SA seeks to renegotiate coal pact
Publish date: 08 July 2024
Issue Number: 1084
Diary: IBA Legalbrief Africa
Category: Energy
Government is pushing to renegotiate a deal with Climate Investment Funds (CIF), a group tied to the World Bank, so that it won’t be required to close three coal-fired power plants in the coming years. Fin24 reports that the plants, owned and operated by Eskom, are among SA’s biggest polluters, according to government advisers. Pretoria is seeking an ‘adjusted approach’ to the programme, with the decommissioning date for three power stations moved to the end of March 2030. The development has the potential to affect a total of roughly $2.6bn in financing from multilateral development banks and other sources, the first tranche of which would be a $500m disbursement from CIF’s Accelerating Coal Transition programme. The funds, which are tied to the country’s commitment to weaning itself off the world’s dirtiest fossil fuel, are part of a larger $9.3bn climate pact. The failure of a G20 nation to live up to its commitments around coal power would represent a blow to a $40bn programme known as the Just Energy Transition Partnership, under which SA’s agreement was struck. As the first JETP nation, SA’s retreat from the original terms of its agreement would raise questions around the programme’s credibility. Daniel Morris, clean energy lead at CIF, confirmed that SA is currently ‘updating its investment plan.’ CIF expects the government to provide an update ‘by the fall,’ he said.

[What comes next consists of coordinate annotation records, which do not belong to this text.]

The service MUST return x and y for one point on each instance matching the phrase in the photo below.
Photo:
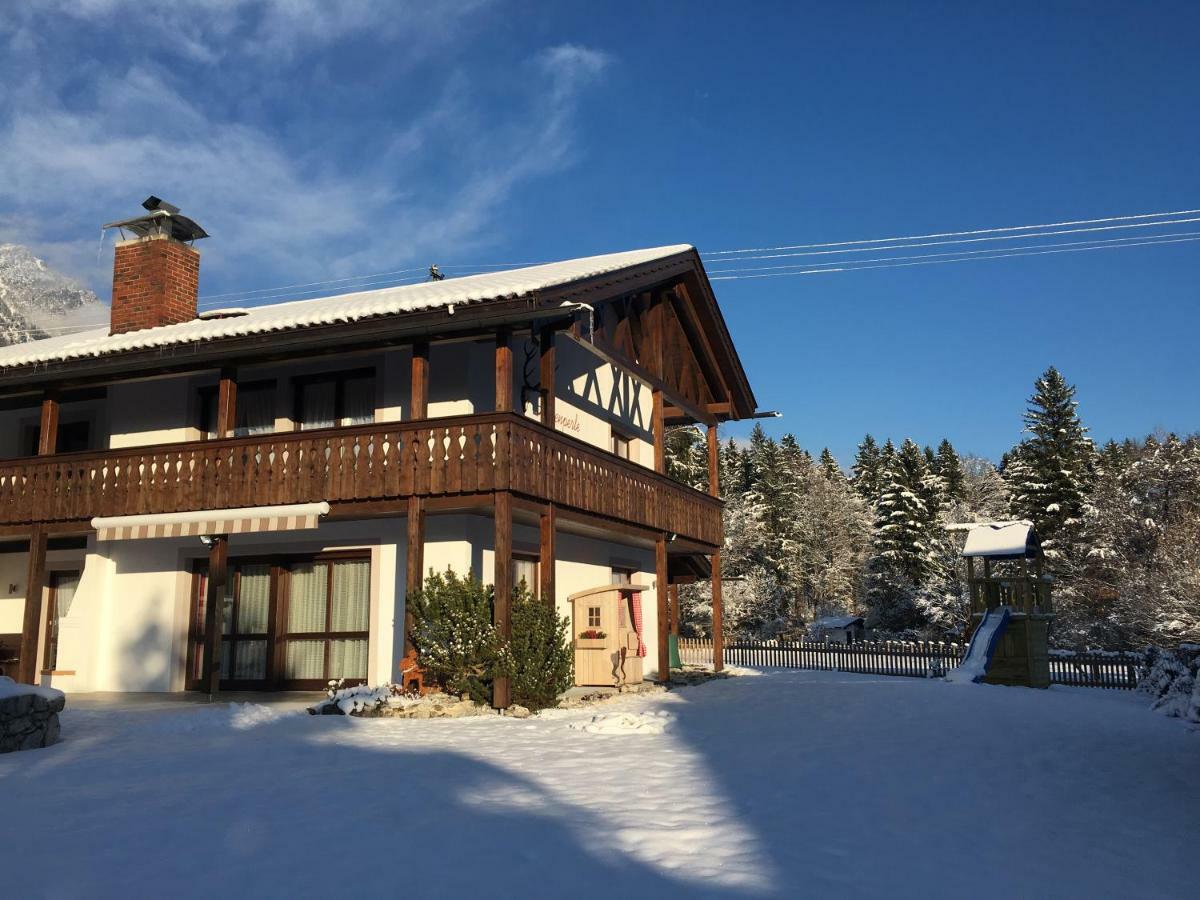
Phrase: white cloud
(280, 209)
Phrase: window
(287, 623)
(63, 591)
(255, 413)
(71, 437)
(622, 444)
(525, 568)
(622, 576)
(336, 399)
(328, 621)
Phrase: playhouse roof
(1002, 540)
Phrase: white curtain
(358, 399)
(251, 661)
(253, 599)
(318, 405)
(526, 570)
(348, 659)
(307, 597)
(305, 659)
(256, 411)
(352, 595)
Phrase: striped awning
(214, 521)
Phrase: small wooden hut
(1006, 568)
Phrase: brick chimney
(156, 273)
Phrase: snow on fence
(1095, 669)
(917, 659)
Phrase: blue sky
(321, 139)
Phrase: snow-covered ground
(791, 784)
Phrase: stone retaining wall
(29, 721)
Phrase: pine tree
(949, 468)
(687, 454)
(867, 471)
(1051, 471)
(829, 467)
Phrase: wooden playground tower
(1006, 568)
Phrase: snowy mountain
(37, 301)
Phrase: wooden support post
(502, 580)
(214, 611)
(503, 371)
(48, 430)
(35, 606)
(227, 403)
(718, 616)
(714, 462)
(414, 574)
(658, 424)
(549, 365)
(547, 552)
(419, 402)
(663, 583)
(675, 610)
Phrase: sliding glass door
(291, 623)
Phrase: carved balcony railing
(381, 461)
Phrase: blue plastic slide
(983, 643)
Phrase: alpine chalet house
(304, 465)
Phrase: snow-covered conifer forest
(1120, 527)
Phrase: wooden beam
(503, 371)
(35, 607)
(659, 426)
(549, 364)
(718, 616)
(675, 610)
(547, 552)
(714, 462)
(661, 583)
(502, 581)
(419, 401)
(414, 570)
(214, 610)
(227, 403)
(48, 430)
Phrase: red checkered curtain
(636, 597)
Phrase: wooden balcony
(355, 467)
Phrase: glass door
(245, 628)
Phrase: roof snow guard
(1002, 540)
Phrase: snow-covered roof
(343, 309)
(837, 622)
(1003, 540)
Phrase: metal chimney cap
(161, 217)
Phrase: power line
(964, 240)
(958, 234)
(943, 253)
(999, 255)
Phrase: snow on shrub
(1171, 678)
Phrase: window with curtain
(63, 591)
(328, 624)
(255, 413)
(622, 576)
(288, 623)
(525, 568)
(335, 399)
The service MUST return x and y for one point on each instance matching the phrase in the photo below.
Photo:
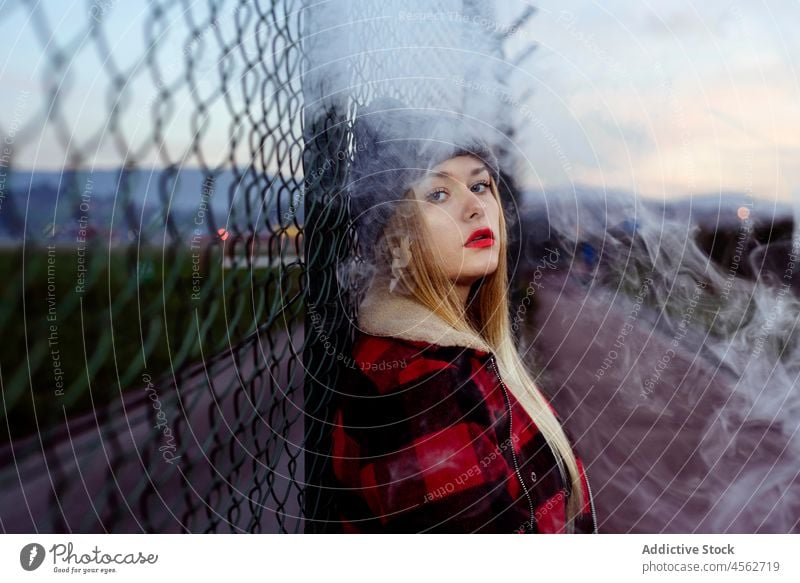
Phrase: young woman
(438, 425)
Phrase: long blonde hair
(487, 316)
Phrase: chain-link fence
(171, 218)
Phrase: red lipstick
(480, 238)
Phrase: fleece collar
(385, 313)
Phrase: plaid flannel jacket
(427, 437)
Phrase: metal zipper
(511, 439)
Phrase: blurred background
(173, 212)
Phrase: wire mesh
(171, 218)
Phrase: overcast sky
(664, 98)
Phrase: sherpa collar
(384, 313)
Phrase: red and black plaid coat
(428, 439)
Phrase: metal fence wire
(171, 218)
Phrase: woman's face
(457, 201)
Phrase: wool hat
(396, 145)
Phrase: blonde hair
(487, 315)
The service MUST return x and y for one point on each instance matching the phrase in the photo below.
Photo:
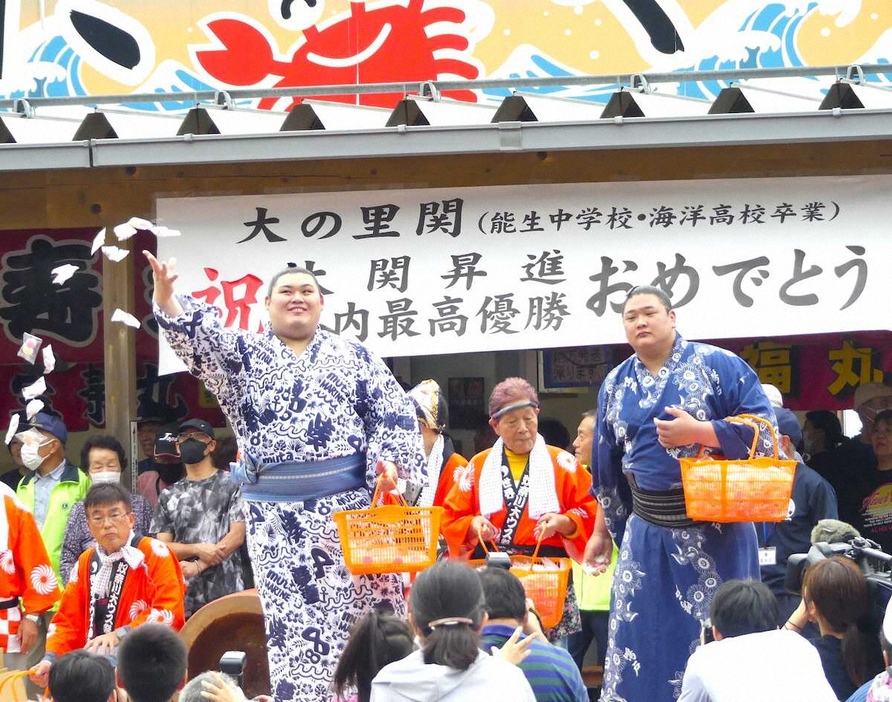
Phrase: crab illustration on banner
(372, 35)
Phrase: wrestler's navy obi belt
(290, 481)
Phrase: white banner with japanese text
(456, 270)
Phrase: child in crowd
(376, 640)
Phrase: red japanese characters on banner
(68, 317)
(821, 371)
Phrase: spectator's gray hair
(191, 691)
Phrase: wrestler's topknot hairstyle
(649, 290)
(292, 268)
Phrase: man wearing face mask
(54, 485)
(167, 466)
(51, 488)
(201, 518)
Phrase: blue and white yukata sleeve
(742, 393)
(210, 351)
(609, 483)
(390, 423)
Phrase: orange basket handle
(482, 543)
(11, 676)
(399, 496)
(756, 423)
(495, 547)
(538, 544)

Fin24 notes that the development underscores just how hard it is for developing nations such as SA, which relies on coal for about 80% of its electricity, to switch to cleaner energy sources. While President Cyril Ramaphosa had backed the original terms of the programme, the country’s Energy and Electricity Ministers criticised it as representing a threat to the stable supply of power to a nation plagued by constant outages. SA’s JETP investment partners – the US, UK, Germany, France, the Netherlands, Denmark and the EU – remain broadly supportive, according to responses to Bloomberg. But they also voiced concerns about the ramifications of delays in closing coal plants. An official at the US Treasury Department said the expectation remains that SA can achieve its most ambitious emissions-reduction targets.